IPAB: Death Panel or Spending Tool?

The Independent Payment Advisory Board (IPAB) was created by the Patient Protection and Affordable Care Act (PPACA) (P.L. 111-148) to accomplish what Congress has been unable to do, slow Medicare spending. But is the IPAB also going to be acting as a death panel, making recommendations regarding what care can or can not be provided?

The function of the IPAB is to keep Medicare spending from increasing at too rapid a rate. If the Chief Actuary for CMS determines that the five-year average of growth in Medicare spending calculated (as the sum of per capita spending under Parts A, B, and D) exceeds the five-year average percentage increase in: (1) the average of the projected percentage increase in the Consumer Price Index for All Urban Consumers and the medical care expenditure category of that Index, where the determination is prior to 2018, and (2) the nominal gross domestic product per capita plus 1.0 percentage point for determination years after 2017, the IPAB will have to recommend cuts in Medicare spending the achieve the a savings target also set by the CMS Actuary.  These cuts become effective unless Congress passes a law repealing the cuts.
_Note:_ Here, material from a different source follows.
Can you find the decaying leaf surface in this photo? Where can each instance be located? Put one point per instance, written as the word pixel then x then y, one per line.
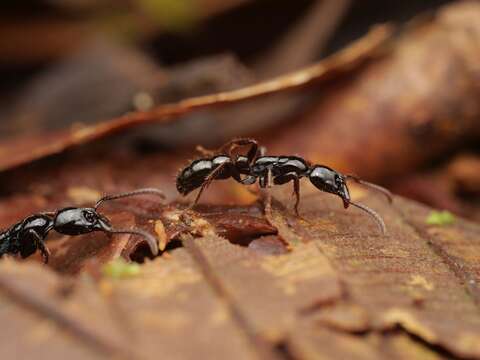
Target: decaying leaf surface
pixel 342 289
The CMS Chief Actuary is supposed to make the initial determination by April 30, 2013 with cuts, if necessary to take affect on August 15, 2014.  This process is set to repeat itself each and every year.

The House Budget Committee on July 12th held hearings to determine if the IPAB would lead to cuts limiting the types of care that Medicare would cover. In his opening statement House Budget Committee Chairman Paul Ryan (R-Wi.) asked “how can IPAB impose sharp cuts to providers without any adverse impact on their patients?”
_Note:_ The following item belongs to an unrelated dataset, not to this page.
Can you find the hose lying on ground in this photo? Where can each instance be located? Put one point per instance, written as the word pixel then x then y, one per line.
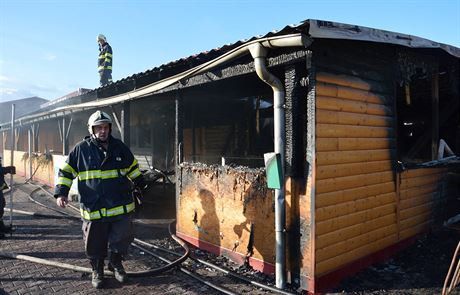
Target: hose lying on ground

At that Hearing HHS Secretary Kathleen Sebelius said that PPACA prohibits IBAP from making recommendations that ration care, raise beneficiary premiums or cost-sharing, reduce benefits, or change eligibility for Medicare (see Social Security Act 1899A (a)(c)(2)(A)(ii)). The IPAB cannot eliminate benefits or decide what care Medicare beneficiaries can receive, said Sebelius.

Chief Medicare Actuary Richard S. Foster said in a supplementary report to the annual Medicare Trustees’ report that under current law Medicare is on track to pay providers less than Medicaid does, and this would lead to “severe problems with beneficiary access to care.”  As a result of cuts in current law, Chief Medicare Actuary Richard S. Foster said “Medicare prices would be considerably below the current relative level of Medicaid prices, which have already led to access problems for Medicaid enrollees, and far below the levels paid by private health insurance, according to the testimony delivered at the House’s Budget Committee hearing of Grace-Marie Turner, President of the Galen Institute.

Douglas Holtz-Eakin, President American Action Forum, testified at the same hearing that  the Medical Group Management Association Sustainable Growth Rate Study in 2010 reported that the last time a major payment reduction loomed, 11.8 percent of physicians stopped accepting new Medicare patients, 29.5 percent reduced the number of appointments for new Medicare patients, 15.5 percent reduced the number of appointments for current Medicare patients, and 1.1 percent of physicians decided to stop treating Medicare patients altogether.

Chairman of the Health Subcommittee of the House’s Energy and Commerce Joe Pitts (R – Pa.) said in his opening statement at hearing that he chaired on this same topic on following day, July 13th, “we need be clear about one thing: this isn’t about death panels. The intent of creating IPAB was not to kill seniors.” While that is not the intent, will the result of IPAB’s actions be that there is less access to care for Medicare beneficiaries?

 

Comments

  1. Michelle Oxman says:

    What’s a death panel, anyway? As originally coined, the term meant some kind of committee that would decide whether an old person was no longer productive enough to deserve health care. (see http://en.wikipedia.org/wiki/Death_panel). And when one actually read the legislation, the provision actually would have paid doctors for their time talking with patients and families about their options for end-of-life care.
    What Congress has done by enacting the IPAB is to appear to be delegating authority while making it impossible for IPAB to make any effective recommendations. IPAB cannot recommend that even the wealthiest seniors make higher copayments or pay higher premiums. It cannot recommend cuts in rates paid for items or services until after 2018. But its mission is to cut Medicare costs. My bet is that the IPAB will be like the sustainable growth rate in that it will create what appears to be an emergency until Congress acts. And then Congress will probably kick the can down the road. Again.